2016 will be tough for Malaysian market, says Eastspring Investments

2016 will be tough for Malaysian market, says Eastspring Investments

KUALA LUMPUR, Dec 28: The Malaysian market is expected to remain tough next year as corporate earnings remain weak, said Eastspring Investments Bhd general manager of investment services Yvonne Tan.

“Corporate earnings forecast in the beginning of the year were about high single-digit growth. As of now, market is actually looking at a negative growth of 3%. Early last year, people were expecting high single-digit earnings growth but, towards the end, the earnings were revised to negative 5%. So this is the second year again we drop to an EPS (earnings per share) decline for the whole market. That doesn’t really help. Earnings are quite weak at corporate level,” she toldSunBiz in an interview.

Although the market is still quite optimistic with consensus looking at 7.9% earnings growth next year, Tan expects 2016 to be a tough and challenging year due to very weak consumer sentiment and a very challenging business environment, with earnings growth projected at 5% next year.

Eastpring, as an asset management and investment house, is a stock picker and while the market has dropped this year, some of its funds recorded positive returns. Tan said it will maintain the same strategy for 2016, with a focus on companies that deliver good earnings and returns.

“We adopt the same strategy going forward. Even though consumer sentiment is low, business is very challenging, we do think that there are some companies that can still continue to do quite well in this type of situation. We are researching some of these companies,” she said.

Tan said some sectors may continue to do well next year namely construction, property, technology and manufacturing. It is neutral on plantation.

“In the construction sector, there are quite a number of projects being tendered out next year and with that kind of project size, the bigger and smaller companies will also enjoy,” she said.

In addition, if Chinese construction companies come in on some of the mega projects such as double-tracking or high-speed rail, these companies may partner some local companies or tender some of the jobs to local construction companies.

“We are also looking at some property companies because right now they are very distressed. I would say valuations are very attractive right now because it (the sector) is out of favour. People don’t like property. I think property at a certain segment, for example the high-end segment, they are seeing very weak demand but in the mass market, affordable housing, I think the demand is still there and they should be doing well.

“So, selected companies may continue to do well, thus the valuation angle is actually very attractive and we want to position for maybe the next cycle but the cycle won’t come back so soon. The whole property market is still quite soft right now but, from valuation angle, we think we can pick some good stocks with some good dividend yield,” she said.

Commenting on talk of the Developer Interest Bearing Scheme (DIBS) returning, Tan said it is unlikely that the central bank would allow this, as household debt is high and bringing back the scheme would attract another round of speculation.

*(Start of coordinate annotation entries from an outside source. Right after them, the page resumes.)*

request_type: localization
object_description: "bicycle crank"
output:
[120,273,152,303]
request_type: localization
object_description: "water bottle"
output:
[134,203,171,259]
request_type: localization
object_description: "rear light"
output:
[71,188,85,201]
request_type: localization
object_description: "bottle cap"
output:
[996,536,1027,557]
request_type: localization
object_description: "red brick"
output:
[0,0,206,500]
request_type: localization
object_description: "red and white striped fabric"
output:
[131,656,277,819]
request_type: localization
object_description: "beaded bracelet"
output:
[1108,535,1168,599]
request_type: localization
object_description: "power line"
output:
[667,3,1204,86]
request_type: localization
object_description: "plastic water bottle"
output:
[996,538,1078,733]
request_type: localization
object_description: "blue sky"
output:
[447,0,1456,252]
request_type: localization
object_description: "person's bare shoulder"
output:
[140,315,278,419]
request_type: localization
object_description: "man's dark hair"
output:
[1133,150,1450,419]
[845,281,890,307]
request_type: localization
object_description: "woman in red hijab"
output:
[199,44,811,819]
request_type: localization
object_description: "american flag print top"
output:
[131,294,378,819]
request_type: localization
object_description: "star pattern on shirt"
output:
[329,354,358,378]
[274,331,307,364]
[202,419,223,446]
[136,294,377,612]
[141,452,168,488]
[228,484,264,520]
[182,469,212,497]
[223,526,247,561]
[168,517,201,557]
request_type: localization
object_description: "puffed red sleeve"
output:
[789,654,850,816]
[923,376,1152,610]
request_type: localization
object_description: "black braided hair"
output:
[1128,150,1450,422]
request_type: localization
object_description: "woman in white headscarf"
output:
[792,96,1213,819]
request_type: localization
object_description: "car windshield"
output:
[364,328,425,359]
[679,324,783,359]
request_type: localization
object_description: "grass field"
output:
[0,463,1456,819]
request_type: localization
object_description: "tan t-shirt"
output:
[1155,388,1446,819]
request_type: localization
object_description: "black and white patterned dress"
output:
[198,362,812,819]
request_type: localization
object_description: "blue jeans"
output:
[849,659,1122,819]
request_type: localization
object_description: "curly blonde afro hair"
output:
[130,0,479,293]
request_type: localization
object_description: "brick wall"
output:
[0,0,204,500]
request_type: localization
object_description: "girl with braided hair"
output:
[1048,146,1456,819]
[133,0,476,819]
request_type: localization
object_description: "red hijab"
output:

“However if DIBS is revived, that itself will be a re-rating factor for the whole property sector. We may want to look more aggressively at this sector if that happens. But our house view is we don’t think it will happen because it just doesn’t help, already people are complaining about house prices being high,” she added.

On currency matters, Tan expects the ringgit to remain relatively weak or to hover around the current level next year but a sharp correction like what happened this year is unlikely to be repeated.

“For oil, it is very much a supply and demand thing. Our view is that the oil price looks like it will remain weak because the demand is not picking up strongly but the supply is coming in strongly. The supply side from Iran and Iraq is the one adding more to the supply and from Opec we know they are not going to reduce the production. They may want to even increase production to make up for the revenue.

“So, on that front, it is quite difficult to see any reason for a strong oil price unless some geopolitical issue happens again in the Middle East. If not, based on supply and demand, it is not supportive of a strong oil price. It doesn’t look like it is going to rebound very strongly,” she said.

Tan said catalysts for 2016 are less negative compared with 2015 but the market will remain challenging.

“There are still some downside risks because the banks are facing challenges. Credit cost is rising and you have quite a high loan to deposit ratio, NPL may start to rise again. It is a very challenging year for banks and banks make up 30% of the whole market. That sector may find it a bit challenging next year,” she added.